Any part of the working fluid that does not participate directly in the expansion and contraction cycles will reduce the efficiency of the engine. This dead space, which is also known as unswept volume, can be in several engine structures but is often located in the conduit connecting the hot and cold reservoirs and includes the regenerator. This can be significant depending on the proximity of the two reservoirs. As this volume increases, efficiency decreases.
Stirling cycle engines containing reciprocating pistons generally have low efficiencies. As the working fluid in the hot cylinder is heated and expands, the length of the cylinder and crankshaft linkage will determine the time that the piston within the cylinder can transfer energy to the crankshaft during a cycle. A longer cylinder, in relation to its diameter, increases the energy transfer. The standard design of the power piston's rod/crankshaft linkage found in most prior art Stirling engines limits the ratio of the stroke length/diameter of the piston, and therefore limits the efficiency of the engine.
Most prior art Stirling cycle engines rely on reciprocating piston technology but there are others that have novel non-piston implementations. Among these are a variety of rotary type Stirling engines including patents: U.S. Pat. No. 7,185,492, U.S. Pat. No. 4,753,073, U.S. Pat. No. 5,335,497, U.S. Pat. No. 4,206,604, U.S. Pat. No. 3,984,981, U.S. Pat. No. 6,109,040 and U.S. Pat. No. 8,495,873. All of these, as does the present invention, have a unique design.

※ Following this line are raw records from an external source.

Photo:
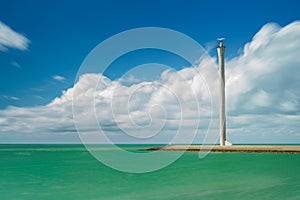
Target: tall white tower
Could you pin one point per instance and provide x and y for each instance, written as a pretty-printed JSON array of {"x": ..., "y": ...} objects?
[{"x": 221, "y": 51}]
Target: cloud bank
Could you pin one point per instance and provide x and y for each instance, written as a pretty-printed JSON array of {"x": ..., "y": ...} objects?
[
  {"x": 11, "y": 39},
  {"x": 263, "y": 100}
]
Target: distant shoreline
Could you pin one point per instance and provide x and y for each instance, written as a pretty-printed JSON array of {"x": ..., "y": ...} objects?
[{"x": 291, "y": 149}]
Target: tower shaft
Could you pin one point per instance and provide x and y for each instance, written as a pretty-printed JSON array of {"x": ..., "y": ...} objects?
[{"x": 221, "y": 52}]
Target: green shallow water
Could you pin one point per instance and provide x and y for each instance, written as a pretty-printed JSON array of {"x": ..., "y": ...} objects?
[{"x": 70, "y": 172}]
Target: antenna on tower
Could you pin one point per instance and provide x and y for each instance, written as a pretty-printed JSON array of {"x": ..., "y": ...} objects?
[{"x": 221, "y": 40}]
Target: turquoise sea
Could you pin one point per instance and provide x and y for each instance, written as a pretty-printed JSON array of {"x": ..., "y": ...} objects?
[{"x": 70, "y": 172}]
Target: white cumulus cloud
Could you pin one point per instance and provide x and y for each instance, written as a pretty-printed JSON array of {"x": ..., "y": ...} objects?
[
  {"x": 58, "y": 78},
  {"x": 263, "y": 99}
]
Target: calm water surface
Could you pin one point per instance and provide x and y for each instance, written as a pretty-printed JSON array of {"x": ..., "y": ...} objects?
[{"x": 70, "y": 172}]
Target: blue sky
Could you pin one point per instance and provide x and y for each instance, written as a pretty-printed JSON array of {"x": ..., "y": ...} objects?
[{"x": 59, "y": 35}]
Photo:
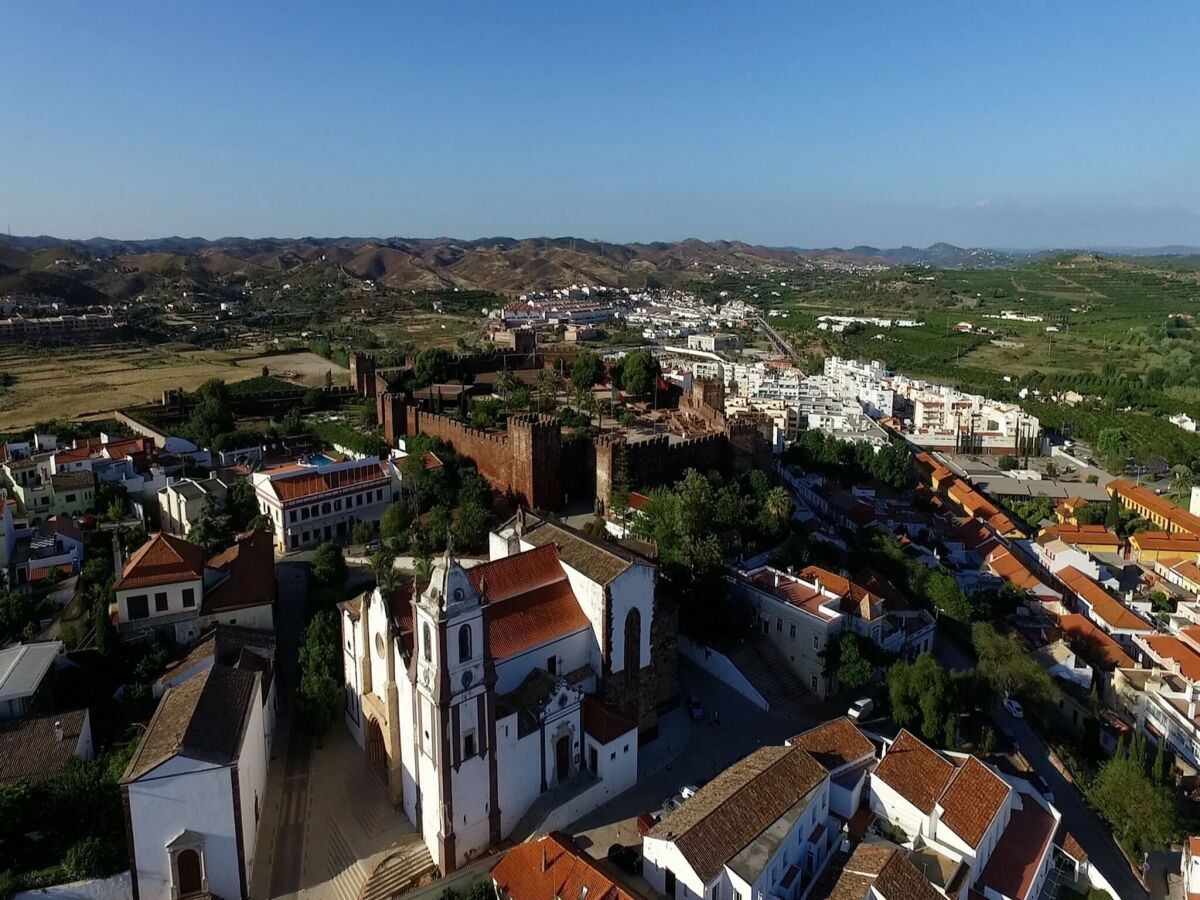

In the ideal Stirling engine, all of the working fluid would alternately be heated and then cooled providing completely separate expansion and compression cycles. There would be no concurrent heating and cooling of the working fluid that might cancel out some of the desired expansion/compression effects. Designers of Stirling engines try to minimize the overlap of the heating and cooling of the working fluid but the fixed piston rod/crankshaft linkage constrains this minimization.
The present invention mitigates the above limitations of prior art Stirling engines.